Osahon told THISDAY that the current situation where each of the stakeholders in Nigeria’s oil and gas industry gave out conflicting figures of the volume of crude oil stolen should not have arisen, as the DPR was the only authority that should tell the government how much crude was stolen.
“But unfortunately, the industry has a lot of issues. Each company or stakeholder wants to look good. One ministry will announce that some barrels of crude oil are lost; operating company will give a different figure of number of barrels of oil that is stolen. My feeling is that the DPR should take care of it. If they (DPR) do not know, then they should be called to question. It is only the DPR that should be able to tell us how much oil that is lost and whether the loss is due to theft or not,” he explained.
Osahon noted that some of the oil companies had flow stations where all the gas and water are knocked off and stabilised crude oil taken through the pipelines to the export terminals.
He further said some other companies produce three- phase, adding that three-phase means that water and gas are sent to the export terminals, where water is knocked off.
“How much crude is produced? How much of it gets lost or exported. It is just for us to know so that when you say crude oil is lost, you should be able to say how much of it that is lost and where. That means that you must be able to establish at the point of production, how much you sell.

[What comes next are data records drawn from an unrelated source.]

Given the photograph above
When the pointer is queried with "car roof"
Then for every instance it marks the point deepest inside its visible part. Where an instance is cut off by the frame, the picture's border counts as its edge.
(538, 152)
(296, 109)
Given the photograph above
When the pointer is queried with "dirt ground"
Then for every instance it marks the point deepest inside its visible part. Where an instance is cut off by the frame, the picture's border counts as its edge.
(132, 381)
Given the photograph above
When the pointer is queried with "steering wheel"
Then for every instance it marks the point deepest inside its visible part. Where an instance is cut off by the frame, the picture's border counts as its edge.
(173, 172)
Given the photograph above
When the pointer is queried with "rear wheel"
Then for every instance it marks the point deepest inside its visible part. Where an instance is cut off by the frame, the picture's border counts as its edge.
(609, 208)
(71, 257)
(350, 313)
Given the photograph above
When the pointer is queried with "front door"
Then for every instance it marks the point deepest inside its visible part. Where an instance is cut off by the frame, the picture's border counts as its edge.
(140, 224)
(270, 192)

That is all,” he added.
Osahon said NAPE would address the issue of metering crude oil in its 2013 annual conference scheduled for next month in Lagos.
Increasing rate of crude oil theft has threatened the capacity of the Federal Government to finance the 2013 budgets as Shell Petroleum Development Company of Nigeria Limited (SPDC) at a point shut-in production of 300,000 barrels of crude oil per day from the Eastern Niger Delta.
It has however reopened the 28-inch 150,000 barrels per day capacity Trans Niger Pipeline (TNP) after repairs were completed following the earlier reported fire at Patrick Waterside in Bodo, Ogoniland area of Rivers State.
A joint investigation team, according to a spokesman of Shell confirmed that the fire was caused by a hacksaw cut by unknown persons.
The 28-inch line was shut in on October 14, while the 24-inch line, which was shut in on October 9 following leaks at B-Dere and Nonwa-Tai, remains closed.
Information from This Day was used in this report.